¹ Pacific Northwest National Laboratory (PNNL), Richland, Washington 99354, USA
² Sandia National Laboratory, Livermore, California 94550, USA

(RECEIVED July 6, 2005; FINAL REVISION December 8, 2005; ACCEPTED December 9, 2005)

We have developed a new approach for the analysis of interacting interfaces in protein complexes and protein quaternary structure based on cross-linking in the solid state. Protein complexes are freeze-dried under vacuum, and cross-links are introduced in the solid phase by dehydrating the protein in a nonaqueous solvent creating peptide bonds between amino and carboxyl groups of the interacting peptides. Cross-linked proteins are digested into peptides with trypsin in both H₂¹⁶O and H₂¹⁸O and then readily distinguished in mass spectra by characteristic 8 atomic mass unit (amu) shifts reflecting incorporation of two ¹⁸O atoms into each C terminus of proteolytic peptides. Computer analysis of mass spectrometry (MS) and MS/MS data is used to identify the cross-linked peptides. We demonstrated specificity and reproducibility of our method by cross-linking homo-oligomeric protein complexes of glutathione-S-transferase (GST) from Schistosoma japonicum alone or in a mixture of many other proteins. Identified cross-links were predominantly of amide origin, but six esters and thioesters were also found. The cross-linked peptides were validated against the GST monomer and dimer X-ray structures and by experimental (MS/MS) analyses. Some of the identified cross-links matched interacting peptides in the native 3D structure of GST, indicating that the structure of GST and its oligomeric complex remained primarily intact after freeze-drying. The pattern of oligomeric GST obtained in solid state was the same as that obtained in solution by Ru (II) Bpy₃²⁺ catalyzed, oxidative "zero-length" cross-linking, confirming that it is feasible to use our strategy for analyzing the molecular interfaces of interacting proteins or peptides.

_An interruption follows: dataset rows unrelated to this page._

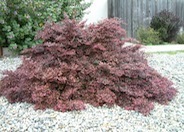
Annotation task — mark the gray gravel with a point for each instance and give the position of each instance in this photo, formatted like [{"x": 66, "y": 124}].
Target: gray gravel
[{"x": 21, "y": 117}]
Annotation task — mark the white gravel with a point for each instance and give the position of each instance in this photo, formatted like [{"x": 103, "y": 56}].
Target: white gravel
[{"x": 21, "y": 117}]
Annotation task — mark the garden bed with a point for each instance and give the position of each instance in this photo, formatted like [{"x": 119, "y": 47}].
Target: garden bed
[{"x": 22, "y": 116}]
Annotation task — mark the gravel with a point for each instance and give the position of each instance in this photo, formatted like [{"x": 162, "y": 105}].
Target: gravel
[{"x": 21, "y": 117}]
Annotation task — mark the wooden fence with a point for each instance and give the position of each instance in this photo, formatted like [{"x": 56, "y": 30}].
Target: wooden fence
[{"x": 137, "y": 13}]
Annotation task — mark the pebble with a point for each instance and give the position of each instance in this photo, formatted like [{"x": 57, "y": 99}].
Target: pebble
[{"x": 21, "y": 117}]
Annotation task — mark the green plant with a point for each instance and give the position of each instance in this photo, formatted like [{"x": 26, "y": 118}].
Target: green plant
[
  {"x": 167, "y": 24},
  {"x": 21, "y": 19},
  {"x": 180, "y": 38},
  {"x": 148, "y": 36}
]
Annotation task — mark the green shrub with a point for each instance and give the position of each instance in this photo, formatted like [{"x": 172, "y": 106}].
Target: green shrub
[
  {"x": 21, "y": 19},
  {"x": 167, "y": 24},
  {"x": 180, "y": 38},
  {"x": 148, "y": 36}
]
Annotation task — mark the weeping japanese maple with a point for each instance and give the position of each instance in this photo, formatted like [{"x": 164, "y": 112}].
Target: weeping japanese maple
[{"x": 78, "y": 64}]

Keywords: cross-linking; mass spectrometry; protein complex; protein folding; protein–protein interactions; protein structure; solid state; ¹⁸O labeling

Article and publication are at http://www.proteinscience.org/cgi/doi/10.1110/ps.051685706.

Reprint requests to: Vladimir Kery, Cell Biology and Biochemistry, Pacific Northwest National Laboratory, 902 Battelle Blvd., P.O. Box 999, K4-12, Richland, WA 99354, USA; e-mail: Vladimir.Kery{at}pnl.gov; fax: (509) 372-6455.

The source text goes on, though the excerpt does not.